Re: SERIALIZABLE and INSERTs with multiple VALUES - Mailing list pgsql-general

From Thomas Munro
Subject Re: SERIALIZABLE and INSERTs with multiple VALUES
Date
Msg-id CAEepm=285cYe-6NE1K0iT4TJQPCDvCxauo0ROO9shrMcRx6o2w@mail.gmail.com
Whole thread Raw
In response to Re: SERIALIZABLE and INSERTs with multiple VALUES  (Kevin Grittner <kgrittn@gmail.com>)
Responses Re: SERIALIZABLE and INSERTs with multiple VALUES  (Peter Geoghegan <pg@bowt.ie>)
Re: SERIALIZABLE and INSERTs with multiple VALUES  (Kevin Grittner <kgrittn@gmail.com>)
List pgsql-general
On Thu, Oct 13, 2016 at 10:06 AM, Kevin Grittner <kgrittn@gmail.com> wrote:
> On Wed, Oct 12, 2016 at 3:02 PM, Peter Geoghegan <pg@bowt.ie> wrote:
>
>> I agree that the multi-value case is a bug.
>
>> I think that it should be pretty obvious to you why the check exists
>> at all, Kevin. It exists because it would be improper to decide to
>> take the DO NOTHING path on the basis of some other committed tuple
>> existing that is not visible to the original MVCC snapshot, at higher
>> isolation levels.
>
> That's only true if it causes a cycle in the apparent order of
> execution.  If we rip out the check what we have is behavior
> completely consistent with the other transaction executing first;
> in other words, it creates a read-write dependency (a/k/a
> rw-conflict) from the current transaction to the concurrent
> transaction which succeeds in its insert.  That may or may not
> cause a cycle, depending on what else is happening.

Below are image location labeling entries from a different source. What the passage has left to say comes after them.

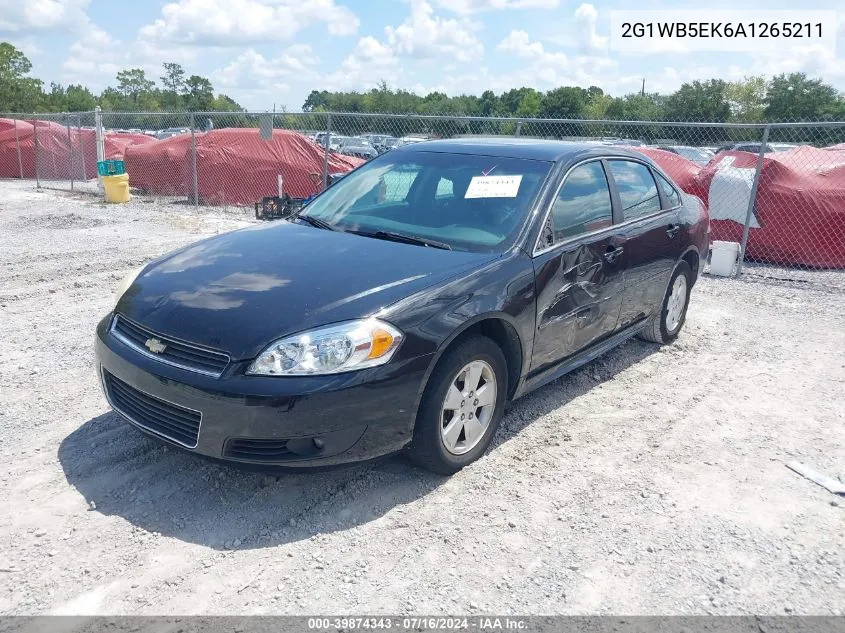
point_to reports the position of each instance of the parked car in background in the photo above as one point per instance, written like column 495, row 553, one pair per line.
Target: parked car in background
column 696, row 154
column 754, row 148
column 382, row 142
column 407, row 140
column 172, row 131
column 403, row 312
column 353, row 146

The "higher isolation levels" probably shouldn't be treated the same way.

I think Peter's right about REPEATABLE READ.  We should definitely
raise the error immediately as we do in that level, because our RR
(SI) doesn't care about write skew and all that stuff, it just
promises that you can only see data in your snapshot.  We can't allow
you to take a different course of action based on data that your
snapshot can't see, so the only reasonable thing to do is abandon
ship.

But yeah, the existing code raises false positive serialization
failures under SERIALIZABLE, and that's visible in the isolation test
I posted: there is actually a serial order of those transactions with
the same result.

When working on commit fcff8a57 I became suspicious of the way ON
CONFLICT interacts with SSI, as I mentioned in passing back then[1],
thinking mainly of false negatives.  I failed to find a
non-serializable schedule involving ON CONFLICT that was allowed to
run, though I didn't spend much time on it.   One thing that worries
me is the final permutation of read-write-unique-4.spec, which
produces an arguably spurious UCV, that is, a transaction that doesn't
commit but raises a UCV instead of the serialization failure you might
expect.  The ON CONFLICT equivalent might be a transaction that takes
the ON CONFLICT path and then commits, even though it should be
considered non-serializable.  I would really like to understand that
case better, and until then I wouldn't bet my boots that it isn't
possible to commit anomalies using ON CONFLICT under SERIALIZABLE
without Peter's check (or even with it), despite the fact that it
reaches predicate locking code via heap_fetch etc.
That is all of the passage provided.